The hot take that “the blog is dead” is lazy thinking. After watching Kipp Bodnar, Kieran Flanagan, Asia Frost, and Beeri Amiel on Marketing Against the Grain, I came away convinced of the opposite. My view: blogs are now your strongest lever for AI discovery. If you want large language models to talk about your brand, you need content those models can cite and trust—fast.
The Real Shift: From Traffic To Influence
Asia Frost dropped a stat that should wake up every marketer: 62% of AI citations come from blog posts and listicles. That’s not a rounding error. That’s the signal.
“The purpose of the blog is now to influence.”
I agree. We used to treat blogs as top-of-funnel traffic magnets. Now they are influence engines for bots that shape buyer decisions. You won’t always see the win in web analytics. You’ll see it when answer engines name your product, and users head straight to your site.
Kipp and Kieran underscored the mindset shift with a simple idea: stop grading content only by clicks. Start grading it by citations and mentions in AI answers. Logs show bots visiting the blog at high rates, even if human traffic looks modest. That influence compounds when buyers ask long, specific questions—exactly how people use ChatGPT and Gemini today.
Evidence That Breaks Old Habits
“You can’t look at Google rankings to predict what LLMs will cite.”
This is the part many miss. Ranking top 10 on Google won’t guarantee you show up in AI answers. Asia noted a “stronger” link inside Google’s own AI features, but on ChatGPT, she saw almost an inverse relationship between high Google rank and LLM mentions. Translation: chase relevance, not trophies.
Why the split? Prompts in AI search are long and specific—often 23 to 25 words. They call for niche detail, not broad catch-all pages. That’s great news for smaller firms. Specificity beats scale when the question is narrow and the answer must be exact.
“There are three platforms that play a very outsized role… YouTube, Reddit, and LinkedIn.”
Those platforms act like trust anchors for LLMs. YouTube gives transcript-level proof. Reddit offers real talk. LinkedIn brings expert takes. If people discuss you there, answer engines notice. If they don’t, you fade from AI-driven consideration sets.
“Most citations disappear after 6 months.”

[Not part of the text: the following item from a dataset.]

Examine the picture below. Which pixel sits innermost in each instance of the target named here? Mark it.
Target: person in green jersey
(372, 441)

That one stung. It means recency matters. Your content can win, then slide. Set-and-forget is gone. Refresh, expand, and re-publish on a steady cadence or watch your influence decay.
My Take As A Marketer And Builder
I’ve shipped products, grown sites, and watched hype cycles come and go. This isn’t hype. Business-to-bot-to-consumer is real. If AI mentions you, buyers move faster and convert higher. If it ignores you, no ad budget can save you.

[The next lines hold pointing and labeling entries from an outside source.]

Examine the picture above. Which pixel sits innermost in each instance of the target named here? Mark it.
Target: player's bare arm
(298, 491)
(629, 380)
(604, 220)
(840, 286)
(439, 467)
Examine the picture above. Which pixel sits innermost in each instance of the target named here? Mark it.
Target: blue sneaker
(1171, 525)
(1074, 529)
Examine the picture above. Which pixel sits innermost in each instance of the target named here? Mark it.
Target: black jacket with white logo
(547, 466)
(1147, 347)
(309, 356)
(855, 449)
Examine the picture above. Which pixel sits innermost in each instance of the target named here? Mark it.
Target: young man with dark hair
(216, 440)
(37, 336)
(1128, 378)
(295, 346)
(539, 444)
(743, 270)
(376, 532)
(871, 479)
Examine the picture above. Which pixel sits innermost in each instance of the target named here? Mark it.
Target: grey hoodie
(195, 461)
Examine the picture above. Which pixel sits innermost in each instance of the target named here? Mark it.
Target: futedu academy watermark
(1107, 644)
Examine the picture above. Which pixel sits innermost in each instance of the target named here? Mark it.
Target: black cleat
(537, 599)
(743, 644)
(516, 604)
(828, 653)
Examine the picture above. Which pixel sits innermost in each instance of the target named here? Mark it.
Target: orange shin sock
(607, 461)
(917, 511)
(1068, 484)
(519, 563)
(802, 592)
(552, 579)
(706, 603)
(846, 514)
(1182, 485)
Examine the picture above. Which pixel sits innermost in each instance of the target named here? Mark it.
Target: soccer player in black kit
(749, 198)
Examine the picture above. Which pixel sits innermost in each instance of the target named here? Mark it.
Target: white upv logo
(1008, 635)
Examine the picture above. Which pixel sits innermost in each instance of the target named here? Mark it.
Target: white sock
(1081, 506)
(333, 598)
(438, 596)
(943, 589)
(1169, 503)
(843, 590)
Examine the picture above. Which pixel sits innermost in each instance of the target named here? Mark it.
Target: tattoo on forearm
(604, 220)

HubSpot’s answer engine optimization push, guided by Asia and Beeri, nails the playbook: track brand visibility in AI answers, map the domains driving citations, then take focused actions. You don’t need to be a giant to win here. You need to be specific, current, and present on the channels LLMs mine.
What To Do This Quarter
Here’s how I’d pivot a content plan—simple, practical, and built for AI discovery.
- Publish focused blog posts and listicles that answer long-tail, real buyer prompts.
- Turn every key post into a short YouTube video; script for transcript clarity.
- Seed useful, non-spammy answers on Reddit in the right subs.
- Post working playbooks and data-backed takes on LinkedIn from real leaders.
- Track logs and brand visibility; optimize pages that LLMs already visit.
- Refresh winners every 60–90 days to protect citations from decay.
- Create vendor lists and comparisons in your niche; LLMs love structured picks.
Each step feeds the same goal: be the source AI trusts when it answers.
Final Thought
The blog didn’t die. We just stopped asking it to do the right job. In an AI-first discovery path, your blog is the proof, and YouTube, Reddit, and LinkedIn are the chorus. Write for the exact question, earn the citation, and refresh before you fade.
My challenge to you: pick five long, buyer-led prompts, publish two sharp listicles and one deep how-to per prompt, repurpose each to YouTube and LinkedIn, and monitor brand visibility for 60 days. If you’re not seeing more mentions in AI answers—and cleaner, faster deals—tighten the content and try again. The winners won’t be loudest. They’ll be the most useful to the bots that guide the buy.